The album begins with a prologue of swirling improvised ambience; a wash of flutes piano splashes, upright bass and percussion. Eventually the off-kilter drum and electric bass groove of the title track emerges from the ether. The groove is in a 15/8 time signature (Similarly to Mwandishi’s “Ostinato (Suite for Angela)”) and persists hypnotically for the next 17+ minutes, with dense atmospheres swirling and mutating around it. Immediately one begins to hear the spacey experimentation brought by Pat Gleeson, from the light phaser effects on the hi-hats to the alien-sounding harmonization on the heavily processed horns (or is it guitars? or synth?). Despite retaining the same groove for so long, Side A goes many places and never gets boring. It feels like an exploratory adventure on another planet through its ever-evolving textures: wailing guitar solos, reverbed trombones, wah trumpet solos, panned synth sounds enveloping everything and then fading away, congas creating thick webs of polyrhythms over the groove…the adventure goes on and on until the density recedes and the rhythm section is left alone to recede back into the ether.
Side B starts with the mysterious and open “Images”, the freest, loosest track on the album. After some watery improvisation a light groove forms that feels somewhat tropical with its breezy flutes, while still retaining the spacey, alien quality of the album. This light groove quickly evaporates into chaos again that condenses into a much more shadowy groove that could fit right at home on Bitches Brew. As Julian Priester starts his trombone solo, the intensity begins to grow under the surface; quietly chaotic synths and ominous piano chords become more entropic until the track explodes into utter wildness, culminating in a fiery solo from saxophonist Hadley Caliman. Synths and reverbs eventually swallow the track whole until it disappears entirely.
Album closer “Eternal Worlds” is held together by driving hard-bop swinging on drums and an anthemic melody created by the horns in unison. Julian shines through with a triumphant trombone solo riding the waves of the music. The song builds in intensity until the drums and bass settle into a furious samba rhythm topped off by a cathartic, sheets-of-sound piano solo from Bayeté Umbra Zindiko. The horns get pretty crazy as the reverb gets turned up and they transition from unison to polyphonic walls of sound, only to go back to their unison anthem sounding more triumphant than ever, riding it out to an epilogue of swirling ambience from whence it came.

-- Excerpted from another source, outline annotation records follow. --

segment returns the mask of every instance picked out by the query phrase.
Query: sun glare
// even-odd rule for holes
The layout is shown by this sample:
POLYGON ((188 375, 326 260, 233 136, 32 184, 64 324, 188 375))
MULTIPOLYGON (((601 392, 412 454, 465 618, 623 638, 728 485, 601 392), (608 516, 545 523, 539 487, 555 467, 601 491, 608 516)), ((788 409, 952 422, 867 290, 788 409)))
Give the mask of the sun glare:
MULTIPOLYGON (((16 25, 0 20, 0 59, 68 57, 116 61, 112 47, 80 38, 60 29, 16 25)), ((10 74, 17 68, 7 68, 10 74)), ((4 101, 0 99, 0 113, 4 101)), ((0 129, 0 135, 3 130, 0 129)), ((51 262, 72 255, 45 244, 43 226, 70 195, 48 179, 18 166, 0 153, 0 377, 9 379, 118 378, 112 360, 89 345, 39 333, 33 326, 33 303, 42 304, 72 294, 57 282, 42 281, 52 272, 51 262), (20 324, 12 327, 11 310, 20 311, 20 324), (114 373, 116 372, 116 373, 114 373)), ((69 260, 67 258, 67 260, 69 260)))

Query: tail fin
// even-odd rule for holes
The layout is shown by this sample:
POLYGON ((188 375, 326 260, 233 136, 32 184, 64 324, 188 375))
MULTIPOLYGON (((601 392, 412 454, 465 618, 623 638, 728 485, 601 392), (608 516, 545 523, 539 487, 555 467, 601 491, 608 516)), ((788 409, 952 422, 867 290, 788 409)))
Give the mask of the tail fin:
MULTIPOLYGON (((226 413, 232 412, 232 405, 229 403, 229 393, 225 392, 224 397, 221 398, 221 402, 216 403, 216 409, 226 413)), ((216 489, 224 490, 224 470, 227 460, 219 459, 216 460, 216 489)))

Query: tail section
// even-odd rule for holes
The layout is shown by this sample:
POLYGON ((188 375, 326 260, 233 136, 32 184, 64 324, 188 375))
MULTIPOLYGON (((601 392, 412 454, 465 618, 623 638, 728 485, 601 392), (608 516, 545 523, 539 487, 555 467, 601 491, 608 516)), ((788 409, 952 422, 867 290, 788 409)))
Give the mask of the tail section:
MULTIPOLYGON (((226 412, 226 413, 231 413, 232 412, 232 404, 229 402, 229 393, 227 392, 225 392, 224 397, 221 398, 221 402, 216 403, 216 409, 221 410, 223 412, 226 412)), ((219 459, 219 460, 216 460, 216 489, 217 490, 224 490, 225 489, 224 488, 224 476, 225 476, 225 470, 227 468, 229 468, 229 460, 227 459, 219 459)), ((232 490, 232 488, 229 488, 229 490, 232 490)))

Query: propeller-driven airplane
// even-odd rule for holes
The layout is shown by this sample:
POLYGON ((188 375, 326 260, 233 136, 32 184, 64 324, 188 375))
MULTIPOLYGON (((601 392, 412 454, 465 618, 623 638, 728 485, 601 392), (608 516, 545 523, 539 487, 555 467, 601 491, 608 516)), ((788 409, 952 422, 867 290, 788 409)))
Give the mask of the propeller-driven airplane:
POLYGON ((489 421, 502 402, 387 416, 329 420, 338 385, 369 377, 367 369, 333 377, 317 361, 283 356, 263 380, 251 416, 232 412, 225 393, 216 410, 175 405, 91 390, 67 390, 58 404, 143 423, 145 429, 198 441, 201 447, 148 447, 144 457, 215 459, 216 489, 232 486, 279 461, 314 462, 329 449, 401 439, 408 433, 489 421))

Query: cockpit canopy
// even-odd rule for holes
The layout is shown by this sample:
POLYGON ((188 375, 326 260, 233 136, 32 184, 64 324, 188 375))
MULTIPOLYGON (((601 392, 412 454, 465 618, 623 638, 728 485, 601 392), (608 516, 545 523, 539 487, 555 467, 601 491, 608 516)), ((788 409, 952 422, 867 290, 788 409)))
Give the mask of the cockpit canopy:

I highly recommend this album to fans of the innovative and exploratory period of jazz fusion of the early 70’s, where electric instrumentation, funk rhythms, experimental production techniques, and spacey synthesizers met the improvisation, freedom, and uplifting soul of the spiritual jazz of the 60’s. Herbie Hancock’s Mwandishi trilogy, Miles Davis’ Bitches Brew, Weather Report’s first LP are good touchstones, but this album truly offers something unique.